QUOTE "Zange, you raise good questions too. I think legalized child prostitution is horribly wrong because children cannot consent to sexual activity. I think bestiality is wrong because it harms animals; if there is such a thing as vegetality, I see no problem with that as long as I do not have to watch or hear about it. Nobody is harmed.

And you’re right. I’m not Catholic. My belief is that the Church may make whatever rules it pleases regarding the conduct of its members, as long as those rules result in no serious harm. (Human sacrifice, for example, is OUT.) Its members may choose to follow those rules or not, and their conduct is a matter between them, their Church, and Almighty God. It should not involve the state.

The state’s interest is in promoting public safety and (here’s where we probably start talking about gay bowel disease, whatever that is) health. Criminalizing homosexual, or, for that matter, heterosexual sodomy between consenting adults in private doesn’t do anything to promote either of those goals."

QUIN,
Well, Catholic or not, you make good points and I respect what you say and how you say it.

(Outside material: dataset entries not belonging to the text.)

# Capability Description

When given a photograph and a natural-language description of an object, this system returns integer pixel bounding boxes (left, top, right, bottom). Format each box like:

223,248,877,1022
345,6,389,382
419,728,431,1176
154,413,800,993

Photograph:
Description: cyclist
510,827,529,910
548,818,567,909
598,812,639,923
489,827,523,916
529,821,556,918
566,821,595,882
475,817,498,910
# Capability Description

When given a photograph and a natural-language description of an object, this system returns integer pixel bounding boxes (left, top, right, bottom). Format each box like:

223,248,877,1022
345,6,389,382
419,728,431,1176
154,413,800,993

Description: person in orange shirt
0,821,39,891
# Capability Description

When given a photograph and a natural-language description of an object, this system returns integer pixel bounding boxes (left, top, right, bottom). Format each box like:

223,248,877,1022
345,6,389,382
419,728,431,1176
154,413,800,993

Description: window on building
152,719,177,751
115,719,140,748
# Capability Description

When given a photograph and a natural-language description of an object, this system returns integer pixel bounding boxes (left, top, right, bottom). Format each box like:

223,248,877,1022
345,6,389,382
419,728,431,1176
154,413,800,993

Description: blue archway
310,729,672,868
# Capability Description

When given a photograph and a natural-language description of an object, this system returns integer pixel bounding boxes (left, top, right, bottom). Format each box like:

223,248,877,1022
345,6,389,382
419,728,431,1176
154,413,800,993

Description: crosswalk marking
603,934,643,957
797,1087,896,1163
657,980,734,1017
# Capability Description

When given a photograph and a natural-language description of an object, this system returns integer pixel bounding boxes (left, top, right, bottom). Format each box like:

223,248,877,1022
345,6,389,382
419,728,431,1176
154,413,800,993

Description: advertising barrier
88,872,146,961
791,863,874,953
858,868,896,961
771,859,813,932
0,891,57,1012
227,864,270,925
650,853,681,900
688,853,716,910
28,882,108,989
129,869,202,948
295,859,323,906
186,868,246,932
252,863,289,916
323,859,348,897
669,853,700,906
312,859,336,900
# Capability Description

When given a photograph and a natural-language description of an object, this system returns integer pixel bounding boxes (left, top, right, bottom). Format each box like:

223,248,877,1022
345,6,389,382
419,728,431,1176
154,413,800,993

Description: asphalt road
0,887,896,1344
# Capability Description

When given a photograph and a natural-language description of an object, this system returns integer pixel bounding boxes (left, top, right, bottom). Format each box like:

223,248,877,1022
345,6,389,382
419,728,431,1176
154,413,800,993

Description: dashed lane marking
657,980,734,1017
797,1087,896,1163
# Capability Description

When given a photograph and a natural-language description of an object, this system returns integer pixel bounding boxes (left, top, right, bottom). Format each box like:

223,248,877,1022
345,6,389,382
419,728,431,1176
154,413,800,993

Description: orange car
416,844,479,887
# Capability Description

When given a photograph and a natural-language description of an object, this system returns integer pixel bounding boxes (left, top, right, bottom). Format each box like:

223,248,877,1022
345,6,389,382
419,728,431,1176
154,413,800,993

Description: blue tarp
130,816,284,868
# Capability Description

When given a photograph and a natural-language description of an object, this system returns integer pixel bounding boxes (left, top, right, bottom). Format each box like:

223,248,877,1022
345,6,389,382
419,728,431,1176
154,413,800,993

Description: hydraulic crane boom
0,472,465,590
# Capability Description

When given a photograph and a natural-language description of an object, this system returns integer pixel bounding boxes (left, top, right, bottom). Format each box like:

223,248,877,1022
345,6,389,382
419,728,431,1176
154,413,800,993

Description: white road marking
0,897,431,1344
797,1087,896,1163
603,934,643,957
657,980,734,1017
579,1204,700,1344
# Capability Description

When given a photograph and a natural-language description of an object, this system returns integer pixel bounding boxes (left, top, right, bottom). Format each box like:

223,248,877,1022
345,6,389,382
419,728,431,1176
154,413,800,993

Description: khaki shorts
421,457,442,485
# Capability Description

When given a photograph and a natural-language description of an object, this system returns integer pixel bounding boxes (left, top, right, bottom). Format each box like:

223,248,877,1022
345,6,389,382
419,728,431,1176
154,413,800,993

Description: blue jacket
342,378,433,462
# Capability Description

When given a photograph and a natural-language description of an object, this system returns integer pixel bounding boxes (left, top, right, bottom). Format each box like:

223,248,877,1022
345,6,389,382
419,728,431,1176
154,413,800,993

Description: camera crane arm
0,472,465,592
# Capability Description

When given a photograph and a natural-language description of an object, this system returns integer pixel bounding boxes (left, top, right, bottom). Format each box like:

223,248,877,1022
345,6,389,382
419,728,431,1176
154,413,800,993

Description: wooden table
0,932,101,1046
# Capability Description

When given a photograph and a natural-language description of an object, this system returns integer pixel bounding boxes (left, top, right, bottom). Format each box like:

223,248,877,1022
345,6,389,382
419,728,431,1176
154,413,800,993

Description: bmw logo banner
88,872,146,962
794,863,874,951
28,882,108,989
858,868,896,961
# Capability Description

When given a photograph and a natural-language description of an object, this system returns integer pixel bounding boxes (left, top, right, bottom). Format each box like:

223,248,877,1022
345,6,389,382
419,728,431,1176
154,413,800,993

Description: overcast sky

I for one welcome your contributions to this forum.

But I think the state’s interest cannot be limited to merely public safety and health, narrowly construed. “Safety and health” ultimately involve considerations of value, and the state is inherently involved in determining which values should be mobilized to achieve a broader concept of “safety and health” (broader than merely physical safety and health): this includes income redistribution, and various kinds of support for individuals and groups, including middle class home owners and wealthy corporations.
Discussions that couch the question in terms of State agency, however, may inject an unnecessary bias. Were this an autocratic or despotic state, I’d be inclined to agree with the more liberatarian critiques. But at least in the USA, these issues are decided by representatives of the people, who can be voted out of office, if the laws they pass don’t conform with the majority opinion of the people. If we find ourselves in the minority, then we have an obligation to work to change the laws to reflect what we think is right and just (and that is a moral question). Of course that doesn’t mean we must agree that the laws should reflect all aspects of our faith. But we shouldn’t be deterred from trying to pass laws that we do feel would make this a better society, even if those beliefs stem from our religious faith.